Axis Bank has a strong customer base using its different types of payment modes, viz. mobile banking, credit cards, debit cards, forex cards, UPI payments. As claimed by the company, it has the second-largest merchant network with over 4,33,000 PoS machines. Axis Bank has also been actively participating in market leading payment innovations through partnerships with Samsung Pay, Kochi Metro, BMTC, etc.

The acquisition is expected to help the bank take a significant step towards digital distribution of its financial products. The FreeCharge platform provides access to agile customer-facing technology, which will help the bank to serve its existing customers better and approach new digitally native customers in an efficient manner.

Banks Increasingly Focussing On Fintech And Digital Payments

Many other banks such as SBI, HDFC, ICICI, Kotak Mahindra also have made great strides in the digital payments space with their own apps as well as by collaborating with fintech startups. For instance, HDFC Bank launched the Unified Payment Interface (UPI) on peer-to-peer payments app Chillr this April. As of date, about $463.2 Mn (INR 3,000 Cr) has been transacted with HDFC bank on the Chillr app. Besides Chillr, which started working with HDFC in 2015, the bank has been working with more than 20-25 fintech startups.

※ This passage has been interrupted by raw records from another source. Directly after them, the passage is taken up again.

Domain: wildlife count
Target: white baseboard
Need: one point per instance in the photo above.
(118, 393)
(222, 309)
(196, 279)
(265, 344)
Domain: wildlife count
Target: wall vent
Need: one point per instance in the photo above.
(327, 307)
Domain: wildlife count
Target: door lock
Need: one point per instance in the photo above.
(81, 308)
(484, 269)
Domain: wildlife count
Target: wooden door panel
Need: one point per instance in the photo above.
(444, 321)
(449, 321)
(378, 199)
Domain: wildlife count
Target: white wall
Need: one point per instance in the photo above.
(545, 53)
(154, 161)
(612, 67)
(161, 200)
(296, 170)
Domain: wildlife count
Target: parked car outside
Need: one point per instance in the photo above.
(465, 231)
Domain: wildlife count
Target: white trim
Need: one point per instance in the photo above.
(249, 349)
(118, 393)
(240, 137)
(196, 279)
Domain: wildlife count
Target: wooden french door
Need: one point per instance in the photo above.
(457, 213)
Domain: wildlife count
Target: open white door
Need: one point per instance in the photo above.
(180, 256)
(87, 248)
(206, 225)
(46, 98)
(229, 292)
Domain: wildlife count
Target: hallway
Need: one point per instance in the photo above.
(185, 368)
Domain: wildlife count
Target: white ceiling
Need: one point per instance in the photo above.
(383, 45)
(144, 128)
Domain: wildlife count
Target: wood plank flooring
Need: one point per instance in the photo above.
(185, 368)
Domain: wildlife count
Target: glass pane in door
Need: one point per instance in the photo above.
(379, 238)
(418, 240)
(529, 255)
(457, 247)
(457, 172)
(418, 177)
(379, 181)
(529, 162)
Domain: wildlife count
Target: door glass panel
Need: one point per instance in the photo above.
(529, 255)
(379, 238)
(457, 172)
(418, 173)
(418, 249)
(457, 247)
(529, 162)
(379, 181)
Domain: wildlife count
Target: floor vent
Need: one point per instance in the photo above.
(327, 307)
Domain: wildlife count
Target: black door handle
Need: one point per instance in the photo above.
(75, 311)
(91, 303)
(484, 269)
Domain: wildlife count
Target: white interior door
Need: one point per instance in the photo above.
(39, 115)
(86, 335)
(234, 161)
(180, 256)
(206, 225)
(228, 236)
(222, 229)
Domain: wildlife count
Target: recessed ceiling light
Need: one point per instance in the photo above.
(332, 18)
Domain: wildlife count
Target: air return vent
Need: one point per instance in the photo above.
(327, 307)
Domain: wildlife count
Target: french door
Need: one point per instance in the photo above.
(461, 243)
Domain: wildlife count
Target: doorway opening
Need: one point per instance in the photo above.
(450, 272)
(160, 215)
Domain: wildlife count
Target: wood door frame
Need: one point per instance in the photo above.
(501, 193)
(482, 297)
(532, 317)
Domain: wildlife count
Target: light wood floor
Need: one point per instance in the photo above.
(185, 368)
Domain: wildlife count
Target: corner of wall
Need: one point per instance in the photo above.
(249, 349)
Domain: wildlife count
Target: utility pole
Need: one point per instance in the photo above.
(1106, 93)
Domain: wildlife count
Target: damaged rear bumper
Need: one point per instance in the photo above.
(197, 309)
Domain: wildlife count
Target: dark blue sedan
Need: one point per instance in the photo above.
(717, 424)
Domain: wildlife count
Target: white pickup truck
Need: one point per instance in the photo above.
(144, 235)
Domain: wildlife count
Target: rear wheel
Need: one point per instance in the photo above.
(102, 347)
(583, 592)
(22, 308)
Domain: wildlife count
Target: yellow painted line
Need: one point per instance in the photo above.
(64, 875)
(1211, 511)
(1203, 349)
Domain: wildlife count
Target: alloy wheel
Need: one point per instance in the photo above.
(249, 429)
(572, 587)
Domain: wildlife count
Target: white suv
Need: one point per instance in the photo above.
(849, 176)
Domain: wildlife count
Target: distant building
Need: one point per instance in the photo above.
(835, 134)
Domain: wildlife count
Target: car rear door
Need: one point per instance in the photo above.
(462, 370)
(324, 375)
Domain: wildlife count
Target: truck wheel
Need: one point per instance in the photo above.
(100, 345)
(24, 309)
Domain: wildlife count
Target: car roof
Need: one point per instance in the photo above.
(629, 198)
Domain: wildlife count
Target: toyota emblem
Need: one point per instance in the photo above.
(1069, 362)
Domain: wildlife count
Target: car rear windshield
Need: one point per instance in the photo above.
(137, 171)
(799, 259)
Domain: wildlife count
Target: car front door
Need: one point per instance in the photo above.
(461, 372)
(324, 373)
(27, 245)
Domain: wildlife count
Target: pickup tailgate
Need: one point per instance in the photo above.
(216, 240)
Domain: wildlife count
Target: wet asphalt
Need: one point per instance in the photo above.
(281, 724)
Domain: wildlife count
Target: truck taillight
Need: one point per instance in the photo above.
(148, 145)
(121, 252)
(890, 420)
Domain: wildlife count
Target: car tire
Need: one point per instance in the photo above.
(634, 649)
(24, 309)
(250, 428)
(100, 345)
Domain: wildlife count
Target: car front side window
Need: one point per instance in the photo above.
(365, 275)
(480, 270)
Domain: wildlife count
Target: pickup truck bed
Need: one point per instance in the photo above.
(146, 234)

Similarly, ICICI bank also partnered with Swedish communication company Truecaller, to power a new UPI-based mobile payment service ‘Truecaller Pay’ in March this year. In the same light, Oriental Bank of Commerce (OBC) has its mobile wallet ‘Oriental Batuaa,’ DCB Bank has a mobile and tab-based digital wallet Cippy Wallet, and SBI has State bank Buddy which it also plans to launch for feature phones.

Editor’s Note

Yet, the fact remains that the payments space in India is a highly competitive space. While the FreeCharge acquisition may help Axis Bank somewhat in customer acquisition, it remains to be seen if the tech advantage which the bank is hoping to leverage will enable it to vault into the same league as Paytm or MobiKwik in the digital payments space. For FreeCharge, this is a second shot to run as an independent business under Axis Bank and a chance to probably reduce a little of the wide gap between competitors.